Das Treppenhaus hallte von den Schlägen der Kofferrollen auf den abgeschlagenen Treppenstufen, und Frau Tossilo schnaufte. Als sie endlich ihre Wohnungstür erreichte, war sie ziemlich geschafft. Ihre sonst so blassen Wangen hatten sich gerötet. Sie schloss auf, ließ den pinken Prinzen – so hatte sie ihren Koffer insgeheim genannt – im Flur stehen, wankte ins Schlafzimmer und sank auf ihr Bett. Sie war sogar so aus der Puste, dass sie ausnahmsweise an gar nichts dachte. Und das kam wirklich selten vor.
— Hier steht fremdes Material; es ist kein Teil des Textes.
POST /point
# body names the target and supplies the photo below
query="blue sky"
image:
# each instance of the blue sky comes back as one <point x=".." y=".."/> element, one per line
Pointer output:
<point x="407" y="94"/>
Ein leichter Schlummer überfiel sie. Im Traum glitten ihr Bilder von der Reise durch den Kopf. Ein weicher Abendhimmel, der sich über das Meer wölbte. Unermüdliche Wellen, die an den Strand rollten und zu nichts zerflossen. Eine Nagellackverkaufsshow, bei der sie ordentlich zugeschlagen hatte, eine Laptopshow, bei der sie auch ein Gerät erstanden hatte, und natürlich das Bettdeckenunternehmen, dessen Verkäufer ihr unglaublich gut gefallen hatte. Deckenpeter hatte der sich genannt, Deckenpeter, ein toller Mann, wirklich ein toller Mann und ein seltsames Kratzen und ein dumpfes Pochen, es knirschte. Nanu? Was war das denn? Der dösige Zustand verschwand. Abrupt setzte Frau Tossilo sich auf.
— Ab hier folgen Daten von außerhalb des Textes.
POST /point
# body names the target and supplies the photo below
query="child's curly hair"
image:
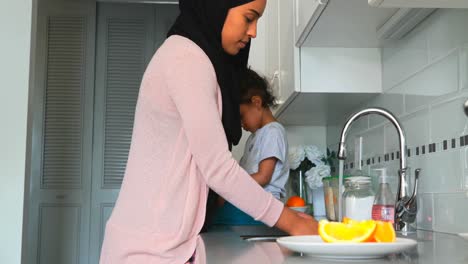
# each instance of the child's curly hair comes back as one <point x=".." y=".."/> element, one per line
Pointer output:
<point x="252" y="84"/>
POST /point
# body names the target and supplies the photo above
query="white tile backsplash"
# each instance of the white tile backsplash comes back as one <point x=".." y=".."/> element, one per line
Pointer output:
<point x="451" y="212"/>
<point x="391" y="100"/>
<point x="447" y="121"/>
<point x="441" y="172"/>
<point x="425" y="80"/>
<point x="464" y="68"/>
<point x="373" y="143"/>
<point x="425" y="218"/>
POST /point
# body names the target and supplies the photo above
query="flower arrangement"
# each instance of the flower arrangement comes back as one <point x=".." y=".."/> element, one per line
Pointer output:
<point x="313" y="162"/>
Kratz, kratz.Klopf, klopf.
Das kam nicht aus dem Stockwerk über ihr. Das kam doch von hier drin. Es klang ja ganz nah. War etwa jemand in ihrer Wohnung? Frau Tossilos Herz begann zu holpern, und ihre Hände wurden schwitzig. Sie wischte sie an dem violetten Satinbettbezug ab und zwang sich, wieder aufzustehen. Vorsichtig schlich sie zur Schlafzimmertür und spähte in den Gang. Aber dort war nur die Leere ihrer Wohnung. Alles war still.
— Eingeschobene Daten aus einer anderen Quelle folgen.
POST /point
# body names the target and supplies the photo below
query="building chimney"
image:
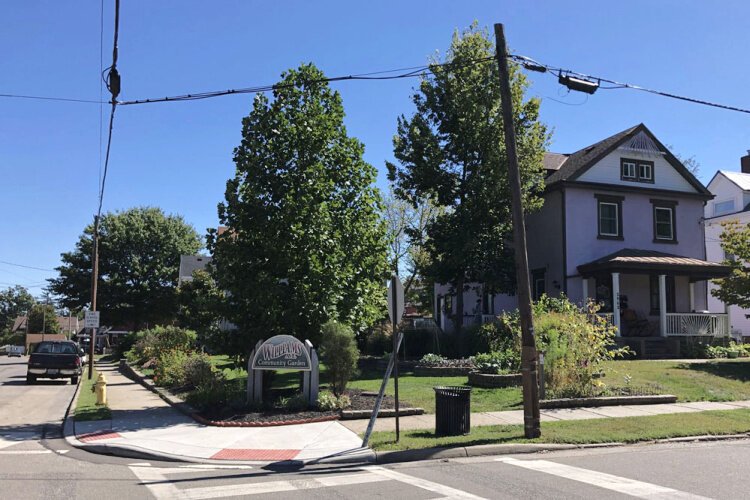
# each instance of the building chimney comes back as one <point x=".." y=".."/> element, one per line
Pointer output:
<point x="745" y="163"/>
Einen Stock über Frau Tossilo spähte Johann ebenfalls in den Gang. Aber nicht in die Wohnung, sondern in eine Katakombe seines neuen Computerspiels. Wie gut, dass Janka heute Abend mit der Mutter das Abendessen vorbereitete, da hatte er das gemeinsame Zimmer eine Weile für sich, konnte das Licht ausschalten, den Kopfhörer aufziehen und Skelette jagen. Oder was auch immer ihn in diesem Gewölbe erwartete. Er steuerte den Gang entlang und um eine Säule herum. Am Boden lag eine Fackel. Gut, jetzt konnte er wenigstens den ausgeleuchteten Raum deutlicher erkennen. Hilfe! Was war das? Ein Gegner? Gab es hier überhaupt Gegner? Er lauschte.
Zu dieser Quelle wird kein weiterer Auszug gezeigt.